Herein, the association of rs5918 T > C polymorphism of HPA-1 gene was initially found among the Iranian population affected by RPL. Although the literature on the single association of FGB-455G/A polymorphism with RPL seems to be poor, most of them did not find significant results. However, a combination of it with other thrombophilia variants was almost meaningfully associated with increased risk of recurrent abortion. According to the previous findings and functional correlation between human platelets antigens and fibrinogens chains including beta, the inclusion of 455G/A polymorphism in the thrombophilia panel may enhance diagnosis and treatment of women with thrombophilia disorders.
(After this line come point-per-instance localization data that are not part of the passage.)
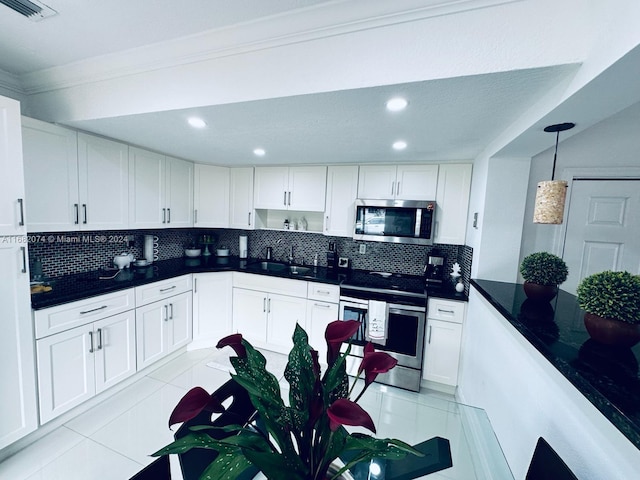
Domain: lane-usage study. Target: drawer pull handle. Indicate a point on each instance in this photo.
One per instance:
(93, 310)
(21, 203)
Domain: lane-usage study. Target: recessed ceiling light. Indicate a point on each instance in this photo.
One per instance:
(196, 122)
(396, 104)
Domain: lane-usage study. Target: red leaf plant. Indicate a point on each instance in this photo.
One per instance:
(298, 441)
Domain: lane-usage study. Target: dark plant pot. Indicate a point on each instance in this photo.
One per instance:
(540, 293)
(611, 331)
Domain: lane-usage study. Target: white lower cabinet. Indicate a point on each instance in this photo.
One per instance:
(162, 327)
(212, 297)
(76, 364)
(266, 309)
(443, 339)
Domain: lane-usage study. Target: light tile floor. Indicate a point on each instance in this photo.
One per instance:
(113, 440)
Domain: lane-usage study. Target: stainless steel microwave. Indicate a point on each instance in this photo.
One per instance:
(397, 221)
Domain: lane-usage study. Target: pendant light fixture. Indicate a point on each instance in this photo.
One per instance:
(551, 194)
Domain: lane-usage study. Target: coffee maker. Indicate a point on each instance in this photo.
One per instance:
(434, 269)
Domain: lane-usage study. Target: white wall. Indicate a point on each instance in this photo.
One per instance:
(525, 398)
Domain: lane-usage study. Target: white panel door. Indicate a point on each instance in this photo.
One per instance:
(179, 191)
(151, 342)
(603, 225)
(66, 376)
(283, 312)
(342, 191)
(18, 415)
(212, 297)
(147, 180)
(241, 198)
(115, 350)
(307, 188)
(51, 176)
(12, 213)
(271, 187)
(211, 196)
(103, 171)
(250, 315)
(180, 323)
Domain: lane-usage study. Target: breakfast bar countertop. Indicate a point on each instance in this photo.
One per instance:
(607, 376)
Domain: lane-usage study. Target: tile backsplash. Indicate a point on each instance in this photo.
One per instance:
(63, 253)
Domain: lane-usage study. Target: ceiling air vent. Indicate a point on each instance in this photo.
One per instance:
(31, 9)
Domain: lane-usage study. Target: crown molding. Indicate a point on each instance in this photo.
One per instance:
(298, 26)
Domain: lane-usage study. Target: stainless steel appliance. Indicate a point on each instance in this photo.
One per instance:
(406, 303)
(397, 221)
(434, 269)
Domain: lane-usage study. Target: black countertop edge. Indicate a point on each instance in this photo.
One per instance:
(607, 376)
(79, 286)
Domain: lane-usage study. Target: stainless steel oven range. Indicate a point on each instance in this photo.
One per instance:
(404, 300)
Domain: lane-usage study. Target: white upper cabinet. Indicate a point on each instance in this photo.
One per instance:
(290, 188)
(452, 203)
(103, 173)
(51, 176)
(401, 182)
(12, 208)
(160, 190)
(241, 214)
(342, 190)
(211, 196)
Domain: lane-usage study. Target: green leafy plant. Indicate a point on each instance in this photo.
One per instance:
(544, 268)
(611, 295)
(302, 438)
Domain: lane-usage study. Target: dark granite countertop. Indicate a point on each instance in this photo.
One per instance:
(607, 376)
(79, 286)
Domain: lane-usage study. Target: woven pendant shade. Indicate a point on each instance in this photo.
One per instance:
(550, 198)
Of note, association of no one of the other genetic variants of thrombophilia panel which is currently carried out around the world has been universally approved in all of the performed studies. Further studies considering larger sample sizes are warranted to clinically and statistically determine the critical inclusion of rs5918 T > C and especially 455G/A polymorphisms in diagnostic laboratory panels.